Solicitor Ian Cohen said that in many cases pathologists removed and kept every single organ from children's bodies. 'I have clients who have been told that the child they buried is nothing but a shell. All the organs have been retained.'
The practice of organ retention, and the organ collection at Alder Hey, came to public prominence as a result of the Bristol Royal Infirmary inquiry.
It heard that at least 15,000 children's and adults' hearts have been kept by nine English hospitals. University Hospital of Wales in Cardiff has also admitted keeping babies' hearts.
The subsequent outcry has sparked three separate national investigations, as well as an internal inquiry at Alder Hey.
Parents have attacked the wording of post-mortem consent forms that refer to 'tissues' without spelling out which body parts will be removed or that they will not be returned before burial.
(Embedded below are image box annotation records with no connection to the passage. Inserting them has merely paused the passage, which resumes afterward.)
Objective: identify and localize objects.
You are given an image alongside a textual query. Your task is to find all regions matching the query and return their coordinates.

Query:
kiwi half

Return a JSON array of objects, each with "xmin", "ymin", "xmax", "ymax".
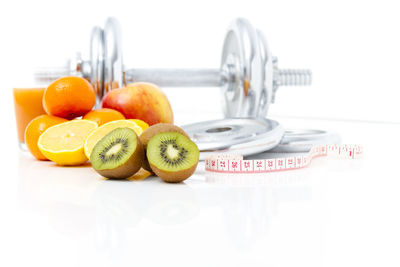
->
[
  {"xmin": 146, "ymin": 132, "xmax": 200, "ymax": 183},
  {"xmin": 90, "ymin": 128, "xmax": 144, "ymax": 179},
  {"xmin": 139, "ymin": 123, "xmax": 189, "ymax": 172}
]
And the Bristol Royal Infirmary inquiry has come under pressure from the Bristol Children's Heart Action Group to recall four managers to give further evidence about organ retention.
They claim the trust gave families the impression that organs were 'retained whole and in one place', while in fact in' one case the heart was not in one piece but in 41 pieces, and in another, not in one piece but 53 pieces'.
These pieces are on slides which cannot be returned 'because they form part of the medical records'.
A Department of Health spokesperson said the remit for an inquiry into organ retention by chief medical officer Professor Liam Donaldson is still being decided.
But health secretary Alan Milburn 'is keen to find out what parents think they are signing up to when they sign a post mortem form and whether it is clear what that means'.
The Medical Research Council has issued proposed guidelines for obtaining specimens to use in research, and the Royal College of Pathologists is drawing up its own recommendations on consent to remove organs during autopsies.
RCP registrar Dr Julie Crow said the guidelines would be 'more specific' about defining organs 'and getting more upfront consent' to keep them.
But she warned that organs such as the brain had to be fixed in formalin for several weeks before they could be examined.
'If that is to go by the board because of public concern we might not be able to establish the cause of death, ' she said.
Therese Harvey, the human resources director at the Royal Liverpool Children's trust, which runs Alder Hey, said it had set up a helpline for parents and was employing counsellors to help them discuss whether to retrieve the organs for burial or cremation.